A great teacher with a disorganized LMS is still going to produce a middling learning experience. A medium-but-trying teacher with an accessible LMS is going to get strong reviews, because it’s the LMS where students interface with the bulk of the course—and where assignments and tests and all things anxiety-inducing happen.

Nearly every university has a center for teaching and learning: use it. Ask the staff for feedback. You’d be wise to ask someone to observe you teach a class, but you’d be even wiser to have someone look over your Canvas course.

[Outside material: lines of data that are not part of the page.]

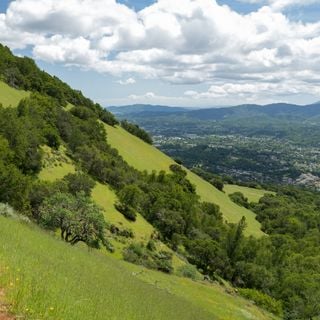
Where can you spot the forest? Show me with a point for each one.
(280, 271)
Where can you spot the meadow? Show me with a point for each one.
(10, 97)
(253, 195)
(143, 156)
(44, 278)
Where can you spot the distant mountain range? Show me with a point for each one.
(276, 110)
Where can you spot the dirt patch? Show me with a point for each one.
(4, 315)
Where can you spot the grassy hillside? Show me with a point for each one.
(146, 157)
(57, 165)
(253, 195)
(9, 96)
(45, 278)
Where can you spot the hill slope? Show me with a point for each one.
(146, 157)
(9, 96)
(73, 283)
(253, 195)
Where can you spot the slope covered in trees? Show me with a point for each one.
(279, 272)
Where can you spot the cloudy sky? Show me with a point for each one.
(173, 52)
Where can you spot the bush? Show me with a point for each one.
(137, 253)
(6, 210)
(127, 211)
(127, 233)
(240, 199)
(263, 300)
(188, 271)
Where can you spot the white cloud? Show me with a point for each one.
(182, 42)
(127, 81)
(281, 4)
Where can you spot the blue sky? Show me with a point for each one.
(198, 54)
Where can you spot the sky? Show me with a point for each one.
(199, 53)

Oh, and if I may be so bold as to step briefly onto my moral soapbox, don’t require textbooks you won’t use. Please. I beg you.

  1. Learn from the best. Finally, a biased tip from me, an education faculty member: get to know some education faculty. They probably know a thing or two about teaching and navigating academic life that might come in handy.

In addition, every department has teaching geniuses. Find them. Identify the people that students rave about. Be friends with them. Look up their scores if you can, and if you can’t, use RateMyProfessor. Learn from them. Emulate them. Be blunt about it: “I hear really good things. Mind if I observe you?”

This will make you a better teacher. And, as mentioned, it will also give you really cool friends.

Benjamin Pacini is a faculty member at Brigham Young University Idaho, in the department of elementary, early and special education.